The authors of the study are Stefano Carniani of Scuola Normale Superiore in Italy and Kevin Hainline, an associate research professor at the Steward Observatory, University of Arizona.

“From the images, the source is found to be over 1,600 light years across, proving that the light we see is coming mostly from young stars and not from emission near a growing supermassive black hole,” they say in a joint statement.

“This much starlight implies that the galaxy is several hundreds of millions of times the mass of the Sun. This raises the question: How can nature make such a bright, massive, and large galaxy in less than 300 million years?

“JADES researcher Jake Helton of Steward Observatory and the University of Arizona also identified that JADES-GS-z14-0 was detected at longer wavelengths with Webb’s MIRI (Mid-Infrared Instrument), a remarkable achievement considering its distance.

“The MIRI observation covers wavelengths of light that were emitted in the visible-light range, which are redshifted out of reach for Webb’s near-infrared instruments.

“Jake’s analysis indicates that the brightness of the source implied by the MIRI observation is above what would be extrapolated from the measurements by the other Webb instruments, indicating the presence of strong ionised gas emission in the galaxy in the form of bright emission lines from hydrogen and oxygen.

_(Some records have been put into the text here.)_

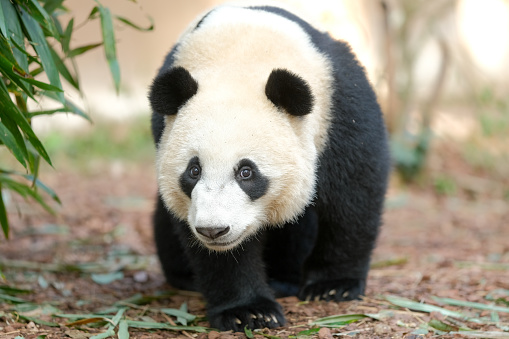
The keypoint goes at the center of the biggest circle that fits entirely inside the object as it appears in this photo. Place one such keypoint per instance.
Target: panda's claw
(264, 313)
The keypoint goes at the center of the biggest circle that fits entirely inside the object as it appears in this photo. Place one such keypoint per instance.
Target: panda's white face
(237, 154)
(228, 175)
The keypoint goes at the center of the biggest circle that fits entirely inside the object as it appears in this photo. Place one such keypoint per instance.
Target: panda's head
(231, 164)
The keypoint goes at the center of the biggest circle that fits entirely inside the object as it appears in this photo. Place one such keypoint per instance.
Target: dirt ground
(430, 245)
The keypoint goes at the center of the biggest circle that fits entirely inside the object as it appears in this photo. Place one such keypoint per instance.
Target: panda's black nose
(213, 232)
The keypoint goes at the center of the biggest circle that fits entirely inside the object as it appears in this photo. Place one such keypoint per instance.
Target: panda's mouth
(223, 245)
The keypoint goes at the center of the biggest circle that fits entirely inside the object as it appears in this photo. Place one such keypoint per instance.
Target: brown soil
(430, 245)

“The presence of oxygen so early in the life of this galaxy is a surprise and suggests that multiple generations of very massive stars had already lived their lives before we observed the galaxy.

“All of these observations, together, tell us that JADES-GS-z14-0 is not like the types of galaxies that have been predicted by theoretical models and computer simulations to exist in the very early Universe.”